How Did Valentine’s Day Start?
Love it or hate it, February 14 is celebrated by millions of people annually. Often referred to as a "Hallmark Holiday," Valentine’s Day is largely associated with sappy greeting cards, heart-shaped boxes of chocolates, rose-filled bouquets, and other so-called symbols of love. Of course, it didn’t start out this way. So, what are the origins of Valentine’s Day — and why has the holiday endured?
The Pagan Origins of Valentine’s Day
Like so many of our modern-day celebrations, Valentine’s Day may date back to a pagan festival, at least in part. That celebration was known as Lupercalia, a fertility festival dedicated to Faunus, the Roman god of agriculture, and Rome’s founders, Romulus and Remus. Held on the ides of February, Lupercalia was meant to usher in the spring — a time that’s most often associated with fertility and birth.
So, did Lupercalia involve chocolates and heart-shaped sweets? Not exactly. To kick things off, an order of Roman priests known as the Luperci would gather in a sacred cave where, according to legend, Rome’s founders were cared for by a wolf. They would then sacrifice a goat and a dog, animals that represent fertility and purification respectively. The goat’s hide was then dipped in blood, taken to the fields and, finally, given to the Roman women. According to History, "Roman women welcomed the touch of the hides because it was believed to make them more fertile in the coming year." All of this ended in a lottery-like matchmaking system to pair the city’s young women and men together. A little more involved than swiping left, huh?

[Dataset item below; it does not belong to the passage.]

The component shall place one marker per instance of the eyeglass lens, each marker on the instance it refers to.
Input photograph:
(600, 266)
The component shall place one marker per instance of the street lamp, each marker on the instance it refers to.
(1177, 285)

By the end of the 400s A.D., Pope Gelasius put an end to the festival, noting that its pagan roots were in direct opposition to Christianity. In an attempt to Christianize the holiday, Pope Gelasius decided to replace Lupercalia with a Christian feast day. During the Middle Ages, folks would associate this feast day with love and romance, especially in the wake of Geoffrey Chaucer’s The Parlement of Foules, a poem about birds finding their mates.
Who Was Saint Valentine?
So, how did this feast day become known as Valentine’s Day? Well, most Christian feast days are associated with a saint and, as you might be able to guess, Saint Valentine is primarily known as the patron saint of lovers. According to the Catholic Church, there were at least three martyred saints named Valentine or Valentinus, so it’s difficult to determine for whom the day was named.
One popular legend suggests that when Emperor Claudius II of Rome outlawed marriage for the young men in his army, a priest named Valentine performed marriages in secret. Eventually, he was found out and Claudis sentenced him to death. Another Valentine, this one a bishop, was also put to death by Claudius the second, though little is known about that potential namesake.

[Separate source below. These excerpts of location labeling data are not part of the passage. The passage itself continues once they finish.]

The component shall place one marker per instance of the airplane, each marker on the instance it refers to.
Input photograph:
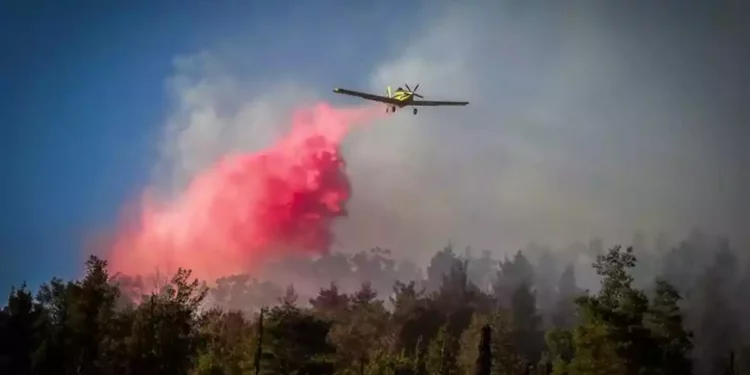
(398, 99)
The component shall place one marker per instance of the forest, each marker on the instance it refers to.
(648, 308)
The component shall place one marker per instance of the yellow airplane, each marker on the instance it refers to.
(398, 99)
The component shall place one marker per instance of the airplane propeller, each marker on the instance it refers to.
(414, 92)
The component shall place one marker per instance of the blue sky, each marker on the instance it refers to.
(83, 96)
(586, 120)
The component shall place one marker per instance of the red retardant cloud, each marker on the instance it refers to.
(248, 207)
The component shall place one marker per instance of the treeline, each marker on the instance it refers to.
(523, 315)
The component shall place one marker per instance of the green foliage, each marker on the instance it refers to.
(451, 323)
(295, 342)
(484, 357)
(441, 356)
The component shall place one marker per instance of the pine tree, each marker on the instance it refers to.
(484, 360)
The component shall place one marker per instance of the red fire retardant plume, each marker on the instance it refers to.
(249, 207)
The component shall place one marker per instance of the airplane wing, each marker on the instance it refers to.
(363, 95)
(435, 103)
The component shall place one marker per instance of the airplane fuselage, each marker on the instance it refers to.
(403, 98)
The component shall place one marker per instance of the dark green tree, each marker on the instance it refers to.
(484, 360)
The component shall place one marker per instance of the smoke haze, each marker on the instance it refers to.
(592, 120)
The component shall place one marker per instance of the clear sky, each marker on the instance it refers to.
(585, 120)
(84, 93)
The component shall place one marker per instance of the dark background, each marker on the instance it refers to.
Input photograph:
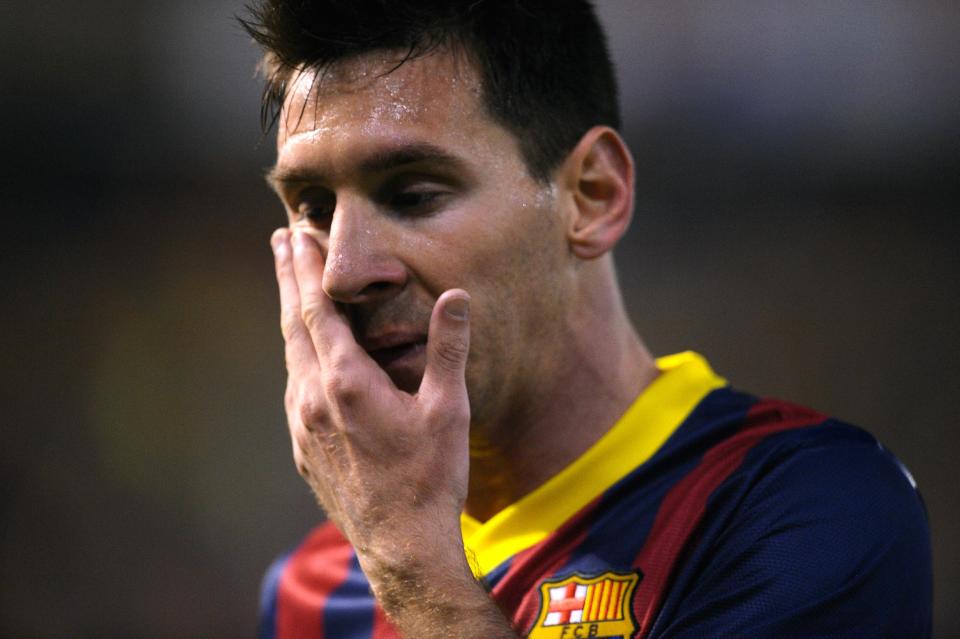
(796, 222)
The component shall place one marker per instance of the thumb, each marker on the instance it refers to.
(448, 344)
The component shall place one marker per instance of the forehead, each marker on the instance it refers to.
(374, 92)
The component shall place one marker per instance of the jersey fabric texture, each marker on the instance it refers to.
(703, 512)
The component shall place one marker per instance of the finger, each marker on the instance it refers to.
(328, 328)
(299, 347)
(448, 345)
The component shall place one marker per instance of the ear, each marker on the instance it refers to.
(598, 174)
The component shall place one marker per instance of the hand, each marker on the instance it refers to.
(389, 468)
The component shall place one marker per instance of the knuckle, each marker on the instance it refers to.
(289, 321)
(313, 411)
(342, 384)
(452, 351)
(310, 314)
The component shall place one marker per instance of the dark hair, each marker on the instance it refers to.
(544, 67)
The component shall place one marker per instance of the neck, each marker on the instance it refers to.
(603, 366)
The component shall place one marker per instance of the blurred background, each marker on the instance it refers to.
(796, 222)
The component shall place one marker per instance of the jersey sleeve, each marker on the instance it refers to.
(832, 542)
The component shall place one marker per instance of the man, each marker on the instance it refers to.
(498, 453)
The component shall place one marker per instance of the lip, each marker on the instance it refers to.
(397, 348)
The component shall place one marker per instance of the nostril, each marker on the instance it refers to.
(377, 287)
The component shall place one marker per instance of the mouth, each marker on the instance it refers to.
(388, 356)
(402, 357)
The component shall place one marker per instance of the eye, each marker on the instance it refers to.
(414, 199)
(317, 211)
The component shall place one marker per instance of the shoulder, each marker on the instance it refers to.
(299, 583)
(818, 531)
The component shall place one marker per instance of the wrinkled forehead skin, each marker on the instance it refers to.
(438, 93)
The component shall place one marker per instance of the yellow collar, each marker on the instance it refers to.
(685, 380)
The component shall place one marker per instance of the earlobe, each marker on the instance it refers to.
(599, 174)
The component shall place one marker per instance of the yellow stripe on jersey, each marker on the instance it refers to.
(685, 380)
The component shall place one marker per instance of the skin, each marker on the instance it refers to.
(442, 313)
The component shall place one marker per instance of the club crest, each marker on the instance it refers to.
(577, 607)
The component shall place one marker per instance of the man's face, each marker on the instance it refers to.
(411, 189)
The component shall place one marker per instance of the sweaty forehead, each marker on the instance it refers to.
(375, 90)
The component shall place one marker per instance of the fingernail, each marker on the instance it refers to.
(458, 309)
(278, 239)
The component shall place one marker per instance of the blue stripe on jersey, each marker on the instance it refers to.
(349, 610)
(268, 598)
(628, 508)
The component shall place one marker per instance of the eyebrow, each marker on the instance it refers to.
(380, 161)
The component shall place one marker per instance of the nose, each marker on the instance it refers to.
(362, 262)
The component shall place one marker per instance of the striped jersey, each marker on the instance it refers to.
(703, 512)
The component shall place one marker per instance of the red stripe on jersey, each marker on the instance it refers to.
(382, 629)
(317, 568)
(516, 589)
(683, 506)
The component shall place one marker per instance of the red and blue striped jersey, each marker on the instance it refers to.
(703, 512)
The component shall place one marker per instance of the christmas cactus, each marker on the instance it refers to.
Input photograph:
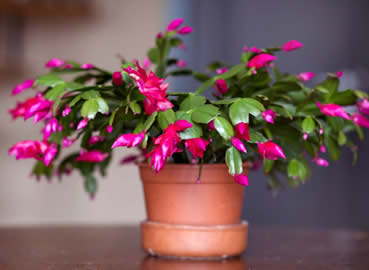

Perhaps the most popular legend associated with Valentine’s Day tells the story of a man who wanted to help Christian people escape Roman prisons. In this telling, the imprisoned Valentine sent the first "valentine" greeting to a young woman who had visited him. It is said that before his death, he signed a letter to her "From your Valentine." Of course, which version of Valentine is actually the day’s namesake doesn’t quite matter as much as what the figure stands for — love, empathy and sacrifice.
How Did Valentine’s Day Become the Holiday We Know Today?

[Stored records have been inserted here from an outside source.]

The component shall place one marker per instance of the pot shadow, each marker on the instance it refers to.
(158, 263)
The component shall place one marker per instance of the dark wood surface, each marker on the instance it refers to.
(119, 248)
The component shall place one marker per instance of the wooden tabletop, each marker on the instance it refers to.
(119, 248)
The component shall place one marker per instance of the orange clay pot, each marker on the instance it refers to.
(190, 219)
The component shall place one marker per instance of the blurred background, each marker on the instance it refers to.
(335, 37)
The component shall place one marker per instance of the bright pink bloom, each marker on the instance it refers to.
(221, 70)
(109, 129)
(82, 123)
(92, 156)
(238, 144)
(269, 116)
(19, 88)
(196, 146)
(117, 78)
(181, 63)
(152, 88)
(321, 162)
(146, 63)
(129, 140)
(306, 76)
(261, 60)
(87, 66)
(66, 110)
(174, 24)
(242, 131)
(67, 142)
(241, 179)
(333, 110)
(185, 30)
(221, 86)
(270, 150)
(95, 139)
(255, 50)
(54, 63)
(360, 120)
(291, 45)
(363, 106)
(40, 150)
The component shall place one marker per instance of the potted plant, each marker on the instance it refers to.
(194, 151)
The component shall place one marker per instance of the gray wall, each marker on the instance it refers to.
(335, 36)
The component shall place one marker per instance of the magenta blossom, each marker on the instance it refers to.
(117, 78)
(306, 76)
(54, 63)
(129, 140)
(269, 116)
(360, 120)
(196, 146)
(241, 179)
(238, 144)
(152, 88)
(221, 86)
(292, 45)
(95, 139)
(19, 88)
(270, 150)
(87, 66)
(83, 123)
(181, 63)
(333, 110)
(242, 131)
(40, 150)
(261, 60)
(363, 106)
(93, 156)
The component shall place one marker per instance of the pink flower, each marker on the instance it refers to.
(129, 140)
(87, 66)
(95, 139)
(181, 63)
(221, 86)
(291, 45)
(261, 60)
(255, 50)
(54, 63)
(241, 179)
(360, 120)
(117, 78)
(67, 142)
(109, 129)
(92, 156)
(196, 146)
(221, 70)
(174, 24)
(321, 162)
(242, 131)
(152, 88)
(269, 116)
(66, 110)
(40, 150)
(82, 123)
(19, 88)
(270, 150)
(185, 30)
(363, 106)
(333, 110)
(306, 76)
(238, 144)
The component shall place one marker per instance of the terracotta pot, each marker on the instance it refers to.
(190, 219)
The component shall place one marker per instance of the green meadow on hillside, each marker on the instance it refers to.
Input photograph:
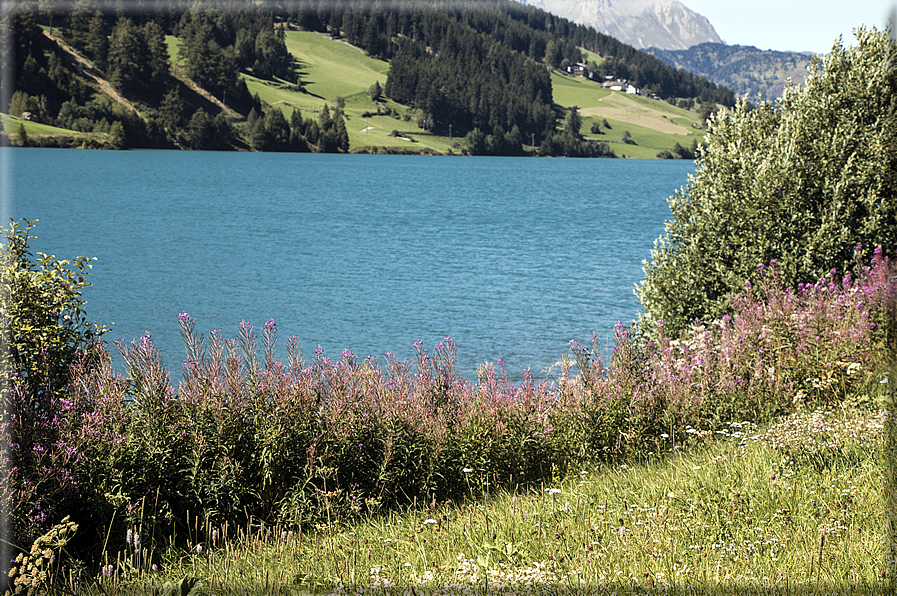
(330, 68)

Apart from Valentine’s letter of legend, the oldest known valentine came about in 1415 when Charles, Duke of Orleans, wrote a love poem to his wife while he was imprisoned in the Tower of London. Shortly after, King Henry V allegedly hired a ghost writer to compose a valentine to his love. But when did the holiday become what we know today?
Observed in the United States, Canada, Mexico, France, Australia and the United Kingdom, modern Valentine’s Day as we know it was first celebrated in the 17th or 18th centuries, with folks exchanging handwritten notes and small tokens. By the 1800s, Richard Cadbury, the founder of the Cadbury chocolate company, began the practice of gifting boxes of chocolate on Valentine's Day in the U.K.
Meanwhile, in the U.S., Esther A. Howland, the so-called "Mother of the Valentine," first sold mass-produced valentines in the 1840s. And the rest, as they say, is history. These days, the Greeting Card Association estimates that 145 million people send Valentine’s Day cards each year — and that’s not including all those cards kids trade at school. Additionally, the National Retail Foundation projected that Americans would spend a staggering $27.4 billion in 2020 on Valentine’s-related items.